Sometimes the Silence Can Be Like the Thunder [1]


Summer 2006

Lurie P, Zieve A. Sometimes the Silence Can Be Like the Thunder: Access to Pharmaceutical Data at the FDA. Law & Contemporary Problems. 2006 Summer 69(3): 85-97.

Peter Lurie *< and Allison Zieve **

I. Introduction

II. The FDA Drug Approval Process

III. Open Government Statutes

IV. Cases Resulting From FOIA Requests: A Review

A. Case 1: Abandoned Investigational New Drug Applications

B. Case 2: Advisory Committee Materials

C. Case 3: FDA Advisory Committee Member Conflict-of-Interest Statements

D. Case 4: Data about Disapproved Uses

E. Case 5: Abandoned NDAs

F. Case 6: Phase IV Protocols

V. Conclusion



According to the advocates of greater corporate involvement in clinical science, the increasingly entwined relationship between corporations, academia and government is the very definition of a “win-win” situation.
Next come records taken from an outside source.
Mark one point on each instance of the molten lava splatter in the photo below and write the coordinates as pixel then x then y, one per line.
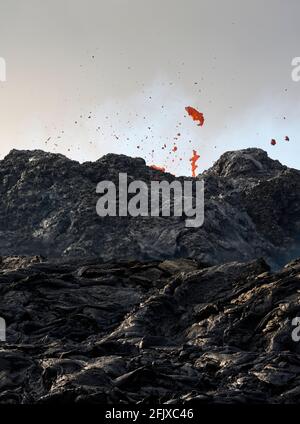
pixel 197 116
pixel 193 161
pixel 158 168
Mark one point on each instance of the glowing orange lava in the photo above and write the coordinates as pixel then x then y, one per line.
pixel 193 161
pixel 196 115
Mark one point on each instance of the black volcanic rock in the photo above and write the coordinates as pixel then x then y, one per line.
pixel 252 206
pixel 83 331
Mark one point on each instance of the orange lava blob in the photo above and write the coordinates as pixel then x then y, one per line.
pixel 158 168
pixel 196 115
pixel 193 161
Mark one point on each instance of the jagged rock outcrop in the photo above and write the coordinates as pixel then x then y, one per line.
pixel 123 309
pixel 47 207
pixel 171 331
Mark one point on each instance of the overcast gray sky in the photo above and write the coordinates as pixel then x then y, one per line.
pixel 115 76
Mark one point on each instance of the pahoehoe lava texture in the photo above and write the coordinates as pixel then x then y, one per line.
pixel 108 310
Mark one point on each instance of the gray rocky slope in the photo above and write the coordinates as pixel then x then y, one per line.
pixel 163 332
pixel 145 309
pixel 48 202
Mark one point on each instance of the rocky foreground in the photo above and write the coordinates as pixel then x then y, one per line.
pixel 159 331
pixel 145 309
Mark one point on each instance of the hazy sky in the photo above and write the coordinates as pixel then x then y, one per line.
pixel 108 76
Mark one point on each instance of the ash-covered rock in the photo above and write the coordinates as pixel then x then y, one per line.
pixel 48 207
pixel 173 331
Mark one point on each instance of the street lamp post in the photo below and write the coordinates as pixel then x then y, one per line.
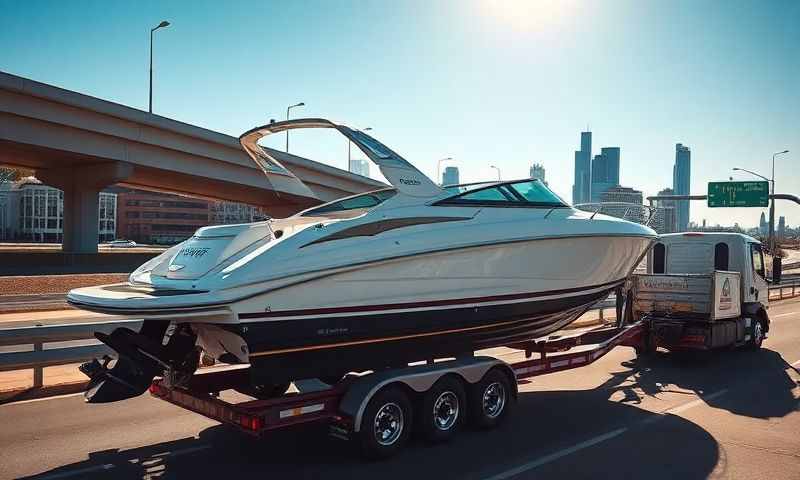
pixel 439 169
pixel 349 144
pixel 288 109
pixel 163 24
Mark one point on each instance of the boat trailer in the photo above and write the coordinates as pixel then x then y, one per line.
pixel 345 404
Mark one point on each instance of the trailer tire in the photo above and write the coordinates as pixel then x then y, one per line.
pixel 757 335
pixel 442 409
pixel 386 423
pixel 490 399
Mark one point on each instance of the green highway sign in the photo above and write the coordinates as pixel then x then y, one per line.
pixel 738 194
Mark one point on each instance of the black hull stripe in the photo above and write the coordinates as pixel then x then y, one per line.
pixel 431 303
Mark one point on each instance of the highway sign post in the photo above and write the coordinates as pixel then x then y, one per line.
pixel 738 194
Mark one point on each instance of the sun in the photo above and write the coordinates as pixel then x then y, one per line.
pixel 527 15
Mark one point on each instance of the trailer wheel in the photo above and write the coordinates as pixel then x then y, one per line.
pixel 386 423
pixel 490 399
pixel 757 336
pixel 442 409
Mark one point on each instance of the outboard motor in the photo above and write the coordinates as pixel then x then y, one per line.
pixel 141 356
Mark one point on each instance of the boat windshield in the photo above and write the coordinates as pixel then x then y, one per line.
pixel 520 193
pixel 363 201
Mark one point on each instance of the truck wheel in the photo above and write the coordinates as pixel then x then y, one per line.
pixel 386 423
pixel 490 400
pixel 443 409
pixel 757 336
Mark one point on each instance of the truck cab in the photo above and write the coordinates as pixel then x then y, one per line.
pixel 705 290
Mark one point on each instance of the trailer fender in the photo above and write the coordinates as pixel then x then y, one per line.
pixel 417 378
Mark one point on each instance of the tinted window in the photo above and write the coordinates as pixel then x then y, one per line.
pixel 659 258
pixel 535 192
pixel 368 200
pixel 721 256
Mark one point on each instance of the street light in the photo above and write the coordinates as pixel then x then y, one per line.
pixel 301 104
pixel 439 169
pixel 163 24
pixel 349 144
pixel 771 241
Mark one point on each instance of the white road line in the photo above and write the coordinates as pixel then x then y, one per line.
pixel 34 400
pixel 559 454
pixel 602 438
pixel 80 471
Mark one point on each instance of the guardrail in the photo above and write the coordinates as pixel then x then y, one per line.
pixel 40 357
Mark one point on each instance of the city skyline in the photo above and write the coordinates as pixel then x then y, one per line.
pixel 718 80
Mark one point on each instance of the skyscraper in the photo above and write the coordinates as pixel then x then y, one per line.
pixel 581 188
pixel 359 166
pixel 537 171
pixel 450 176
pixel 681 177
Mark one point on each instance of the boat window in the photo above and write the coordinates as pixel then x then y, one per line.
pixel 659 258
pixel 721 256
pixel 523 193
pixel 367 200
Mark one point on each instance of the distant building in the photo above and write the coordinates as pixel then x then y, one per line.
pixel 450 176
pixel 537 172
pixel 359 166
pixel 681 183
pixel 581 188
pixel 34 212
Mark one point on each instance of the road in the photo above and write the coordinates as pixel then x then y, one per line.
pixel 733 414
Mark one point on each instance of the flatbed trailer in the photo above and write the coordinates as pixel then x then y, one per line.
pixel 377 408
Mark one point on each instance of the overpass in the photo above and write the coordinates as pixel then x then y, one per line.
pixel 82 144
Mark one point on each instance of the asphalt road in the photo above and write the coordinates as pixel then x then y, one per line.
pixel 732 414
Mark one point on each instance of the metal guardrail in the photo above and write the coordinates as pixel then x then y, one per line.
pixel 39 358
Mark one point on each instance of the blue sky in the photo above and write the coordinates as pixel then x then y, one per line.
pixel 504 83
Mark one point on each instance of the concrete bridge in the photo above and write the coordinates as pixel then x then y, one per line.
pixel 82 144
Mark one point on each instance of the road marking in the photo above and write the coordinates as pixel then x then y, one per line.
pixel 602 438
pixel 33 400
pixel 559 454
pixel 80 471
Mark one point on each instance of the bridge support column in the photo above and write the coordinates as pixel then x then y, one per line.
pixel 81 187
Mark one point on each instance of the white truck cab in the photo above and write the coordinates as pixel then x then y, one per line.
pixel 705 290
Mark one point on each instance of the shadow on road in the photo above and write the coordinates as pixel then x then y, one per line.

Corporations can benefit from the knowledge of scientists in academia or government, and the public benefits from the more rapid movement of beneficial products into commerce.

That argument, however, ignores a fundamental clash of cultures. Progress in science is based on the free publication of study results and on the public release of data, allowing scientists to build on the experiences of others. In contrast, the governing ethic in the corporate sector is secrecy — the withholding of any information from which a competitor might benefit. There is perhaps no realm in which these competing viewpoints are presented more starkly than in the area of access to pharmaceutical data at the Food and Drug Administration (FDA).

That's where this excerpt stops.